If you’re a white person coming to Uganda, get used to it: you will have this greeting running through your brain from morning until night as you move around Uganda (and much of East Africa in fact).

Like it or love it, if you are a muzungu, you stand out like a sore thumb. My advice is to embrace it!

Lord knows how many kids have kept this muzungu running when I’ve been feeling too knackered (or lazy) to put one trainer in front of another. When groups of excited kids are cheering you from the sidelines and screaming at you, you can’t let them down and start walking can you? On Monday night runs with Kampala Hash House Harriers, the waving and greetings wear me out as much as the actual run. They keep me going though and I LOVE IT.

Muzungu! Bye!

You might think you’re the first white person these kids have ever seen, but that’s probably not the case, in Kampala anyway. It’s Laugh Out Loud funny just thinking about it, I mean what’s so special about being a Muzungu anyway?

It’s the adults who bark loudly at me from the other side of the street that I find a bit annoying. No such thing as trying to keep your head down and pass unnoticed when you’re a muzungu in Uganda!

The great thing about Uganda (unlike many other countries) is that people rarely ask you for money. Or, if they do, a polite but firm no is enough, so don’t be shy. Wave back at the kids. Yell back at the kids! Spend time with them and enjoy your quasi-celebrity status.

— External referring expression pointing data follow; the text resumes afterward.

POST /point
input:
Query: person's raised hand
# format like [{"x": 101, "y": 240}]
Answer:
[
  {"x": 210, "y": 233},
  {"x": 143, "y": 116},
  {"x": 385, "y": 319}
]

What is the definition of Muzungu?

The word Muzungu comes from Kiswahili, where ‘zungu’ is the word for spinning around on the same spot. That dizzy lost look was perfected by the first white people arriving in East Africa – or so the story goes – and Ugandans haven’t stopped laughing at us yet!

Muzunguzungu is Kiswahili for a dizzy person. What a great word!

What is the meaning of the word Mzungu or Muzungu?

According to Wikipedia, Mzungu is the southern, central and eastern African term for a person of foreign descent. Literally translated it means “someone who roams around aimlessly” or “aimless wanderer” (from the Swahili and Ganda words). It’s now commonly used in most Bantu languages of East, Central and Southern Africa, especially in Kenya, Tanzania, Malawi, Rwanda, Uganda and Zambia.

Wachizungu or Bachizungu are literally ‘things of the aimless wanderers’ and have come to mean Western culture, lifestyle and cuisine. Now I hadn’t heard that before …

Is being a Muzungu just about skin colour?

No.

A Ugandan friend who grew up in Los Angeles gets called Muzungu. Why? He dresses differently, his Luganda has an accent and he doesn’t know his way around Kampala very well – in fact I was his guide! – so he looks just as lost as those first white people who landed in East Africa!

Funny really.

If you’re a muzungu in Uganda, how do you feel about the word?